Already a tabloid fixture and reality TV celebrity, President Donald Trump built his political persona on a race-baiting lie that his presidential predecessor, Barack Obama, was born in Kenya, not Hawaii, despite clear evidence to the contrary.
Trump announced his presidential candidacy by denouncing Mexicans as "rapists" and drug-dealing criminals.
He tried to discredit a respected judge because of his Mexican heritage.
He equivocated when the nation cried for clear moral leadership after white supremacists marched on Charlottesville, Va., in a naked display of racial hatred that left a young woman dead. There were "some very fine people" among the marchers, Trump told a stunned nation.

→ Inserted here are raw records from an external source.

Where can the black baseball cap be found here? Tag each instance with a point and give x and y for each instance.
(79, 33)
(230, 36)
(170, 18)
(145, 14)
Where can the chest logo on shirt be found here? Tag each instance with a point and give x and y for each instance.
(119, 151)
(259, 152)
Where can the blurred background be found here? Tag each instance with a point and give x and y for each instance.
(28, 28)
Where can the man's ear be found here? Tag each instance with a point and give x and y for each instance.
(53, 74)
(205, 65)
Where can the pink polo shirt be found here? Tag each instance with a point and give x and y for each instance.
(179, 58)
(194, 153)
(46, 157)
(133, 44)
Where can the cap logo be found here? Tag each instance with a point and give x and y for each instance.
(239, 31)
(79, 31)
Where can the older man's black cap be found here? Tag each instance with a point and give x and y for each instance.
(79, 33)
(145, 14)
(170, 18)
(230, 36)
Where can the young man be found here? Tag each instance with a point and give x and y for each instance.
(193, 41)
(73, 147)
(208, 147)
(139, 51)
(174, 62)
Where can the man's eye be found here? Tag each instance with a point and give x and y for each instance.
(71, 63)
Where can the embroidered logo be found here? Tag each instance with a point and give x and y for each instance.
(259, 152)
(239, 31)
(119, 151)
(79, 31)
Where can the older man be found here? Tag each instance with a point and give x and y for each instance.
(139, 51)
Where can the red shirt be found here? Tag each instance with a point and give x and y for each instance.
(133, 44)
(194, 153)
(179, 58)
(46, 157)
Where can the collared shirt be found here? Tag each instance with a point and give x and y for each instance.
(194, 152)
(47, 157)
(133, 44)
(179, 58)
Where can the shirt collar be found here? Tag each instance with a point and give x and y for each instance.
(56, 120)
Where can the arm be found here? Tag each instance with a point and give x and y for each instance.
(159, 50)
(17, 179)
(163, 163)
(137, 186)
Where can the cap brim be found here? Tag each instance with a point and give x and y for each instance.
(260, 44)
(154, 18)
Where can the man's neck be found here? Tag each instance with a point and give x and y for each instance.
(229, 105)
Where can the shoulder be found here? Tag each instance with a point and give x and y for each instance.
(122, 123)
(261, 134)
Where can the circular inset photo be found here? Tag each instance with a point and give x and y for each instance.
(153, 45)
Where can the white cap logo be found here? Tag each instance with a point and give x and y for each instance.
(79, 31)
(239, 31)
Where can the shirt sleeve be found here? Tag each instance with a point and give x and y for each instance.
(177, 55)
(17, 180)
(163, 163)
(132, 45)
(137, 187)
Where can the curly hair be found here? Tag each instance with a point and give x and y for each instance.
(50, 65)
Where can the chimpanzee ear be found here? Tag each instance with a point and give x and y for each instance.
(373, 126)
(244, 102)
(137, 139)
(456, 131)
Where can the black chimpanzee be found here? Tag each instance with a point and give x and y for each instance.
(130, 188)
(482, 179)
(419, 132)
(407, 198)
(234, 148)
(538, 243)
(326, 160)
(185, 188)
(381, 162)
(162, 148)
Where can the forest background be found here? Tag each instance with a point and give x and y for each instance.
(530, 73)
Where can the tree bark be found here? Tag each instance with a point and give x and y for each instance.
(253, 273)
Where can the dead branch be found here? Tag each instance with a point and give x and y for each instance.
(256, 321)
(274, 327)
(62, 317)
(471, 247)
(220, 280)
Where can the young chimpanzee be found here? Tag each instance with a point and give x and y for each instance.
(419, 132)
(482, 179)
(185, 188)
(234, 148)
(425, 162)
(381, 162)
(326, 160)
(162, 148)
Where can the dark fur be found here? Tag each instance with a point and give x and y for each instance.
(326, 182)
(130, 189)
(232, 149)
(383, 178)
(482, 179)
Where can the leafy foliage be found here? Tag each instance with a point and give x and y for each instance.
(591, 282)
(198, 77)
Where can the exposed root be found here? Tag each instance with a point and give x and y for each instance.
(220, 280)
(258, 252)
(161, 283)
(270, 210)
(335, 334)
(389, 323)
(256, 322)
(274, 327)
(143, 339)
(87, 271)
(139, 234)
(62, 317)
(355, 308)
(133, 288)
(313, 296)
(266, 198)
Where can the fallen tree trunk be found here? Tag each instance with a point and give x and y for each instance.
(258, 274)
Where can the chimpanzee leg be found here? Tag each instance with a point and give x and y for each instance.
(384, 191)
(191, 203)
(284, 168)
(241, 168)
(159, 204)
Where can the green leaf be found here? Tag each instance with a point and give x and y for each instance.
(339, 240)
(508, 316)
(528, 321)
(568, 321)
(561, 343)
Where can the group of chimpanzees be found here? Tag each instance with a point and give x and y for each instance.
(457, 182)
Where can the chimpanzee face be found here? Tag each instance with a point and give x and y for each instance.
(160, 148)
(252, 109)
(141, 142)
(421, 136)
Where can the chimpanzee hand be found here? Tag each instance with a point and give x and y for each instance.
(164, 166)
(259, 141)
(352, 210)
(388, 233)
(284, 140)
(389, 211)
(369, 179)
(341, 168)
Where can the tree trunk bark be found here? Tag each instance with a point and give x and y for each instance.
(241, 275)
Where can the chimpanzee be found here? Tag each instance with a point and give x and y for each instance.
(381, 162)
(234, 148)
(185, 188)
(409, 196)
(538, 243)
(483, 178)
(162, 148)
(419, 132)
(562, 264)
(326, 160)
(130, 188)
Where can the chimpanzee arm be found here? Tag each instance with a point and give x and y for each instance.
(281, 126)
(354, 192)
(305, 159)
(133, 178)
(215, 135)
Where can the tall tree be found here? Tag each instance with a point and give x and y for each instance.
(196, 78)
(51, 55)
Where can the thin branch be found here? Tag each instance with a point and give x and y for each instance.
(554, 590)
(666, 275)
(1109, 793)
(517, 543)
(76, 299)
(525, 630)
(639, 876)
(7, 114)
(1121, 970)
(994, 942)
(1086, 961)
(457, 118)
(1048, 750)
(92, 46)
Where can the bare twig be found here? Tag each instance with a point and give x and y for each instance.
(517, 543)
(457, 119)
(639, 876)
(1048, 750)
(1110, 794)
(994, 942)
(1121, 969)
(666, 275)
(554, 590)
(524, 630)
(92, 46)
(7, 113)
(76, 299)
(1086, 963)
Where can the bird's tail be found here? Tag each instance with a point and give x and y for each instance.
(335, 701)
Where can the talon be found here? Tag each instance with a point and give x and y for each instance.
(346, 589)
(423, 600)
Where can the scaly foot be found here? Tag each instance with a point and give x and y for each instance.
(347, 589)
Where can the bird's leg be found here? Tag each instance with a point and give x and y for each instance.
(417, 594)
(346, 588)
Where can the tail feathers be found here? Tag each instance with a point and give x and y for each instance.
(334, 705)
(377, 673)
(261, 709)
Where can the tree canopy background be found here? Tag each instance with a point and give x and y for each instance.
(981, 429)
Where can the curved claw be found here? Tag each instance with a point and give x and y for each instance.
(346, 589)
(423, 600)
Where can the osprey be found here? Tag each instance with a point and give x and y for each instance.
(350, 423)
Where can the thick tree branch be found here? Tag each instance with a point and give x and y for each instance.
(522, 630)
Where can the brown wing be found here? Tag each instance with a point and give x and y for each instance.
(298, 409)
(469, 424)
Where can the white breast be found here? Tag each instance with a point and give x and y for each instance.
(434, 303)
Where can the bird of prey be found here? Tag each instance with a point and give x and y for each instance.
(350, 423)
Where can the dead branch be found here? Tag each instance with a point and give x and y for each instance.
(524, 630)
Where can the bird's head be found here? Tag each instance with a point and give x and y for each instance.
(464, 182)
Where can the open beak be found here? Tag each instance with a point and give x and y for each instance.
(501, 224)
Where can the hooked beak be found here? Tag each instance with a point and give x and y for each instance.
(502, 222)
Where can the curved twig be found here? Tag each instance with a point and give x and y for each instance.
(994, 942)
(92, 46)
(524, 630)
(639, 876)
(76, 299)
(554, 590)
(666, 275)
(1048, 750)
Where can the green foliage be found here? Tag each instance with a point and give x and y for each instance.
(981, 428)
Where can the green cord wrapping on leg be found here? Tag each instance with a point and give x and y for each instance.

He has retweeted racially charged missives from misfits such as Britain First — an extremist anti-Muslim group whose name evokes Trump's "America First" foreign policy — earning him a rare rebuke from British Prime Minister Theresa May, just one of many allies alienated by the president's insensitivity.
He reportedly said in June that immigrants from Haiti "all have AIDS" and that Nigerians would never "go back to their huts" once they immigrated to America.
Trump, of course, often denies his actions, however well-documented they may be. And he did so again after Thursday's shoddy descriptions of African nations — many of them allies, all of them replete with people striving for a better life — as "shitholes."
There's no reason to believe his denial.